Here, There, Everywhere

Our initial task was to identify how the business domain (which we’ll call “Product” throughout this post), conceptually owned by the Foo application, was being utilized within Bar. What we quickly uncovered was a sprawling mess: a multitude of Product-related domain objects, DTOs, JPA repositories, Hibernate DAOs, named queries, and various other data access mechanisms, all scattered across both Foo and Bar, accumulated over years of development.

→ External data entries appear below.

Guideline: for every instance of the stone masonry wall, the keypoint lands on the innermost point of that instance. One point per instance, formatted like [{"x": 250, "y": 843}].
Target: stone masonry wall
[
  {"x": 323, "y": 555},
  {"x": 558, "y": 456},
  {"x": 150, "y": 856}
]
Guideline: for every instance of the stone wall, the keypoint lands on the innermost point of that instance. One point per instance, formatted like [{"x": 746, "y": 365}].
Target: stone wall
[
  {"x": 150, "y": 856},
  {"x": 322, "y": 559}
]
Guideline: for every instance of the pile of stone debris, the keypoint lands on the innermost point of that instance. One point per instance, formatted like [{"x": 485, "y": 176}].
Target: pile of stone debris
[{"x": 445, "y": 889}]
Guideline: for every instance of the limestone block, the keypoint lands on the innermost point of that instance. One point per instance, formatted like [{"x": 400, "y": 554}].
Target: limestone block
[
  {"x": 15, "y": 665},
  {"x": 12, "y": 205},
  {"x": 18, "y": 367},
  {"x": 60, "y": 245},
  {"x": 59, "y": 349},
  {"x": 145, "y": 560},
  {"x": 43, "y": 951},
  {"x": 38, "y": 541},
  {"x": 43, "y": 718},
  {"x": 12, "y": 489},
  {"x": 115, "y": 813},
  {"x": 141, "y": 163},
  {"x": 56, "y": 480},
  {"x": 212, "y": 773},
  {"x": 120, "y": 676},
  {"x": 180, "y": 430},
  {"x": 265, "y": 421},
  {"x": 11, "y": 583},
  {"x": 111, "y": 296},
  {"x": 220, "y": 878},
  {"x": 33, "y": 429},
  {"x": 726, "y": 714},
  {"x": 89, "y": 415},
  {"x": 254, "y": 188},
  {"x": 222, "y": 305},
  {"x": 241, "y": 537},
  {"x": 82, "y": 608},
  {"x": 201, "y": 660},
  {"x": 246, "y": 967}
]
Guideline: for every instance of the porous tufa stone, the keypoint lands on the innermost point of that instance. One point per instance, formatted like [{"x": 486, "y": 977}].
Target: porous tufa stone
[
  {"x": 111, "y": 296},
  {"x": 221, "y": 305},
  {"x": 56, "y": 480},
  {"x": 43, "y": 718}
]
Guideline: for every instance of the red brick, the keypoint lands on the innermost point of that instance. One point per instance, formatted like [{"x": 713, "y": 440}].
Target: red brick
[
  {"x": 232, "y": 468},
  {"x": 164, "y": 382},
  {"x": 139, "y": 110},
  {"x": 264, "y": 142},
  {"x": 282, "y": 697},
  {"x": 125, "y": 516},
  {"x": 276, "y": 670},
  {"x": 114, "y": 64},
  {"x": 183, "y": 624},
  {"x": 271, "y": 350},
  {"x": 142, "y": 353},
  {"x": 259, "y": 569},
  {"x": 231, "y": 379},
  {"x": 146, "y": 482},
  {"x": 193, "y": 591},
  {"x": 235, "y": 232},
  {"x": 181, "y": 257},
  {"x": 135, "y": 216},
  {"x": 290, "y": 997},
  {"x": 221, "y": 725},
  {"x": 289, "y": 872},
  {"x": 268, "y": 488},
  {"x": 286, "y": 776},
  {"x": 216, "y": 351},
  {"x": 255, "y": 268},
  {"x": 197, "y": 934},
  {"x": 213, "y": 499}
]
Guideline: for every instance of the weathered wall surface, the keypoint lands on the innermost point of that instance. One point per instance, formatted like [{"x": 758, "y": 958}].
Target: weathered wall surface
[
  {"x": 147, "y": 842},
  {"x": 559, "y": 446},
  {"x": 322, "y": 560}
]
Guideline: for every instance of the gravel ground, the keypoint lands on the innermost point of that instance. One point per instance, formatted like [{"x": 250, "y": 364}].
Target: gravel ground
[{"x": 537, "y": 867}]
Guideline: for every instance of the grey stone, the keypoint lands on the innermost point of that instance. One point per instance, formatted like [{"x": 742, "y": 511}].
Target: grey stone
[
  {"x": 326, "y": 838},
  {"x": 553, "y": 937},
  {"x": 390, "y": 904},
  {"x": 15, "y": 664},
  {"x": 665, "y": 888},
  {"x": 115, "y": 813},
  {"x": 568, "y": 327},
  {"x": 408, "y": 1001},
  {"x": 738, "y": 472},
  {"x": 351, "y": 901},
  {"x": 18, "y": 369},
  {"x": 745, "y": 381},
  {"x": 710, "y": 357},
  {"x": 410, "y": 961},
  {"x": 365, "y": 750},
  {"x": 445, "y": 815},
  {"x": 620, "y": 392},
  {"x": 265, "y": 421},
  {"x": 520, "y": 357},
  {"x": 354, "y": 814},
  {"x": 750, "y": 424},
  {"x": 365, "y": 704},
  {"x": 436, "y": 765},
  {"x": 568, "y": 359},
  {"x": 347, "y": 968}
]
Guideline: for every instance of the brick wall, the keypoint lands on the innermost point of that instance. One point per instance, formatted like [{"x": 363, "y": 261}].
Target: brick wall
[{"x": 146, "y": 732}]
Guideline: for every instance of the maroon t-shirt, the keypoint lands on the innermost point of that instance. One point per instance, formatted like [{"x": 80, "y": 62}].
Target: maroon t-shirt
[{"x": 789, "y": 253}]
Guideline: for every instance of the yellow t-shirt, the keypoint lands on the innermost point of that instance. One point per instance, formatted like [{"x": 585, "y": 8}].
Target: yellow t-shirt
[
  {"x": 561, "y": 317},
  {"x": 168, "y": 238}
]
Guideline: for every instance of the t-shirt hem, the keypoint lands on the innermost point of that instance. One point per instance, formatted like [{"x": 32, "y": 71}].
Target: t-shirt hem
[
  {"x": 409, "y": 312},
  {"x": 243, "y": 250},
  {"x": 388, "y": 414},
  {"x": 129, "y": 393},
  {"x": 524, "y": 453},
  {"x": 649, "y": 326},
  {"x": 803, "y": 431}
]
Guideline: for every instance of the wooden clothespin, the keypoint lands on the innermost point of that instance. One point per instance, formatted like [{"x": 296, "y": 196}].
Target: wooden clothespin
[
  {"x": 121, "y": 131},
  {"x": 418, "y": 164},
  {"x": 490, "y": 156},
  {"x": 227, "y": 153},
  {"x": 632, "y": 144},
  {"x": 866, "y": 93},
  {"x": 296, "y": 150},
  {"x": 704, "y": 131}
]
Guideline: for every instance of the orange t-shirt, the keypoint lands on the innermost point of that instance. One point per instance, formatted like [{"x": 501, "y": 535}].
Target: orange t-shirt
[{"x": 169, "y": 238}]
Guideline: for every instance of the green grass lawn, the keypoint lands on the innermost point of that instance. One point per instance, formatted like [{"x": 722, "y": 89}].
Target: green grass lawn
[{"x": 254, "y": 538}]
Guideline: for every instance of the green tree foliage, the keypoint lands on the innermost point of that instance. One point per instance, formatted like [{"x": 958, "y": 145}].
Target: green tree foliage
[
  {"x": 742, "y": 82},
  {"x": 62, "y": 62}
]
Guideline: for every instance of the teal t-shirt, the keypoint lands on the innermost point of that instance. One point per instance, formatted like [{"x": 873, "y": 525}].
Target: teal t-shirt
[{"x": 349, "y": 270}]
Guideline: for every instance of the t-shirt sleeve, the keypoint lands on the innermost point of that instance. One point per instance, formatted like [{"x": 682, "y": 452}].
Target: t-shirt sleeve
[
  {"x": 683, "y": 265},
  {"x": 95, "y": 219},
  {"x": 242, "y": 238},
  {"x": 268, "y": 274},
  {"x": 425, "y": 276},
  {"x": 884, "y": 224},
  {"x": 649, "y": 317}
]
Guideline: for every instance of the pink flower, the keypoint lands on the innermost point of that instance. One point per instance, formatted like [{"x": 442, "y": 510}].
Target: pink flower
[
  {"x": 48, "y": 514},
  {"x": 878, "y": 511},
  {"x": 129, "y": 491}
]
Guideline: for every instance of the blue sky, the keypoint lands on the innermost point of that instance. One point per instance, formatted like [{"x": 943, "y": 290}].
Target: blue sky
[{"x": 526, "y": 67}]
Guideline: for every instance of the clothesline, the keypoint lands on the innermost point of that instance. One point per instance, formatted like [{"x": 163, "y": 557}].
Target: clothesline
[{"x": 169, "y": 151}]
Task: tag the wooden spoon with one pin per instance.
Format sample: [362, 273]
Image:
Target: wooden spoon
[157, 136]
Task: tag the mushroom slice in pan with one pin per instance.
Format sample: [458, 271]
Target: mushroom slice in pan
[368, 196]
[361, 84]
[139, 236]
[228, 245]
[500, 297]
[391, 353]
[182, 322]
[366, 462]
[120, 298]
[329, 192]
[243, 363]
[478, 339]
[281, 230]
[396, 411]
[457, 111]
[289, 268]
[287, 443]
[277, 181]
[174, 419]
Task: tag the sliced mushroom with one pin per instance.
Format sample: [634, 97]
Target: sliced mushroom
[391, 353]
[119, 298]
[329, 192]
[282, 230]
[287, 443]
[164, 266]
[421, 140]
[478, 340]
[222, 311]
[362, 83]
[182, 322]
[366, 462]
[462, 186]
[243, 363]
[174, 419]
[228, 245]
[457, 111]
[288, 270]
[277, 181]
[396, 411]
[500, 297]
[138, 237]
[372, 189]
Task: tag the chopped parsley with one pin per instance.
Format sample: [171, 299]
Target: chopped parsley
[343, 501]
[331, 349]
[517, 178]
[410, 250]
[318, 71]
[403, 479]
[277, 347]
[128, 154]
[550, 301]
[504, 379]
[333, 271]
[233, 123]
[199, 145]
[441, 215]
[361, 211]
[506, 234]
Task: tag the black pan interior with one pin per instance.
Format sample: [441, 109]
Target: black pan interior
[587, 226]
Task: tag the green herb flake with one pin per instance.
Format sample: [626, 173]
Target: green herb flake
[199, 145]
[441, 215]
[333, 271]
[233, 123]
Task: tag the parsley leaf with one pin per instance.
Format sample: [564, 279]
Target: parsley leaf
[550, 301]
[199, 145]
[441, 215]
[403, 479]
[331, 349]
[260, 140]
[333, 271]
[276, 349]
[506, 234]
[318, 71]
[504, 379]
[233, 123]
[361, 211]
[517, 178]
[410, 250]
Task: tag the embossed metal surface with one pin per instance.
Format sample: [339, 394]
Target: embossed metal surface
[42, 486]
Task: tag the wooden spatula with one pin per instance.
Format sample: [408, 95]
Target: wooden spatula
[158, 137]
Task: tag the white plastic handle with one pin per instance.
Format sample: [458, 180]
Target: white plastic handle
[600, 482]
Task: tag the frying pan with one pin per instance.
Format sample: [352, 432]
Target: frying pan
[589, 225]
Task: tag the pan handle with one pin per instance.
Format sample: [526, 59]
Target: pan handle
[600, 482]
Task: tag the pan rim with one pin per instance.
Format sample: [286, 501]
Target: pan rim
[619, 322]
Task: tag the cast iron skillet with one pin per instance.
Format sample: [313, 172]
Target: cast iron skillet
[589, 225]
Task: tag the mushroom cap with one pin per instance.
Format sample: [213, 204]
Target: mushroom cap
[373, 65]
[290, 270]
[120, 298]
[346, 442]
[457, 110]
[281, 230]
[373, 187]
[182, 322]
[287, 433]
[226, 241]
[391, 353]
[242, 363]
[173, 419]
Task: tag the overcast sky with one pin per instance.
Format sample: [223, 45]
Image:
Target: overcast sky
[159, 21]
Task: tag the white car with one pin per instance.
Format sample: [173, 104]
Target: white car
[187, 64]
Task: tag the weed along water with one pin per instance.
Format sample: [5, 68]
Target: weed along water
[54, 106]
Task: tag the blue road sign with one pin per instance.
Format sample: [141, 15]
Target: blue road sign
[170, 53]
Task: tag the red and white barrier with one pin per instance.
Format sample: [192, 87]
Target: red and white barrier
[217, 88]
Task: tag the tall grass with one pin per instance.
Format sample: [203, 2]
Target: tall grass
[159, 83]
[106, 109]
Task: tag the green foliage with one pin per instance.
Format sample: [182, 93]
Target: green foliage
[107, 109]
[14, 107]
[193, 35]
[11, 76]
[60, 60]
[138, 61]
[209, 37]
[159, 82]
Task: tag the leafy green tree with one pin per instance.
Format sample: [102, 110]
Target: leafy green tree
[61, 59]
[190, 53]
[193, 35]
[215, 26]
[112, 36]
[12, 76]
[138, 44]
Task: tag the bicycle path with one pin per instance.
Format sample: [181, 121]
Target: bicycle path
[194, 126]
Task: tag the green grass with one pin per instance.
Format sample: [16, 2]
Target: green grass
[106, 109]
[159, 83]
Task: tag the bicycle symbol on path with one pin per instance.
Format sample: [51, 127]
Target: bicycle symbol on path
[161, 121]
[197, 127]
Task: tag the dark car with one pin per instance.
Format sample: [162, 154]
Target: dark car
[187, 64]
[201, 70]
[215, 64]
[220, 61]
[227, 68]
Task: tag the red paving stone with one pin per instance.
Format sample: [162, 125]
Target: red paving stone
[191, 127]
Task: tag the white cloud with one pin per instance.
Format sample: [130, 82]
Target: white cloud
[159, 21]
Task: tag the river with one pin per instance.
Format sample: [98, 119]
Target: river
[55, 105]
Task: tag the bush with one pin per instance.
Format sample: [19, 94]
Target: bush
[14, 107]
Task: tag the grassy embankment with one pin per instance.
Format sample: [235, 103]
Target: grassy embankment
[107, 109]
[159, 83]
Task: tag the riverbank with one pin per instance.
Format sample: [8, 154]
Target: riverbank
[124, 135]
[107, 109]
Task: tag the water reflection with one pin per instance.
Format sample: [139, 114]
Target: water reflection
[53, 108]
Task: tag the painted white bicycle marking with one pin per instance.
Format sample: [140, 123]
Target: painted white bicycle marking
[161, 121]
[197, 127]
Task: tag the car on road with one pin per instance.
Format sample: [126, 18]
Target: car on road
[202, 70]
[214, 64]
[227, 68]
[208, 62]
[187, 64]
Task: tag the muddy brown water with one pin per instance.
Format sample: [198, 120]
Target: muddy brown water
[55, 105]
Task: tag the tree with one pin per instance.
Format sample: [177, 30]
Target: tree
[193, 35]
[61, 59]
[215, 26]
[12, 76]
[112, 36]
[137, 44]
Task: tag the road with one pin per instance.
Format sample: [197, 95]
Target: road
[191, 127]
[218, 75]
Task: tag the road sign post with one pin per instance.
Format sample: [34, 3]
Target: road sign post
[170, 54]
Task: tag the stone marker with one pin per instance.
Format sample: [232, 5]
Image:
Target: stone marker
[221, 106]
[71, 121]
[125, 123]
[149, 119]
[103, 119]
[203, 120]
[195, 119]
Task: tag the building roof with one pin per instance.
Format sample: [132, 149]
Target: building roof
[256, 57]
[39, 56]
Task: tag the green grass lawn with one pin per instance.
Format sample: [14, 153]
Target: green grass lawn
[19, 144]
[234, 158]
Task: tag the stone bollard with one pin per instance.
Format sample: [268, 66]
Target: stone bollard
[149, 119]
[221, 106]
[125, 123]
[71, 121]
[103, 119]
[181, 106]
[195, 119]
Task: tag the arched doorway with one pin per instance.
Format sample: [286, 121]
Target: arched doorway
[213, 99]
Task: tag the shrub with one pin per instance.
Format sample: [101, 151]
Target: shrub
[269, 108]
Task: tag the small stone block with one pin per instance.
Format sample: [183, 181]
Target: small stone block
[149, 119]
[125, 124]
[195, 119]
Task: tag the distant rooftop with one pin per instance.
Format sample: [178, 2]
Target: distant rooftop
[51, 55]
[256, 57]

Whenever the Bar application needed to interact with “Product,” it seemingly randomly selected one of these services, repositories, or DAOs. There were no clear boundaries, no separation of concerns, and no unified interfaces. We were looking at hundreds of integration ‘seams’ where the Product entity was accessed, either directly in code or through database queries. Crucially, the Product entity’s influence wasn’t confined to the data access layer; its database identifiers and related logic were pervasive throughout the codebase.

Our codebase was a sprawling mess

To navigate this complexity, static analysis tools within our preferred editor, IntelliJ IDEA (specifically ‘Find Usages’ of classes and methods, and dependency graphs), proved invaluable. Our ultimate goal was to transition Bar to consume a dedicated ProductAPI, exposed as a new HTTP REST service for all Product information access. But how could we get there? The chasm between our current state and that desired future seemed insurmountable.

Our Strategy: Branch by Abstraction

Martin Fowler defines the Branch by Abstraction pattern as:

…a technique for making a large-scale change to a software system in gradual way that allows you to release the system regularly while the change is still in-progress.

It is especially powerful in critical systems when we must release changes gradually, ensuring the quality of the overall system and allowing multiple implementations to coexist simultaneously in production.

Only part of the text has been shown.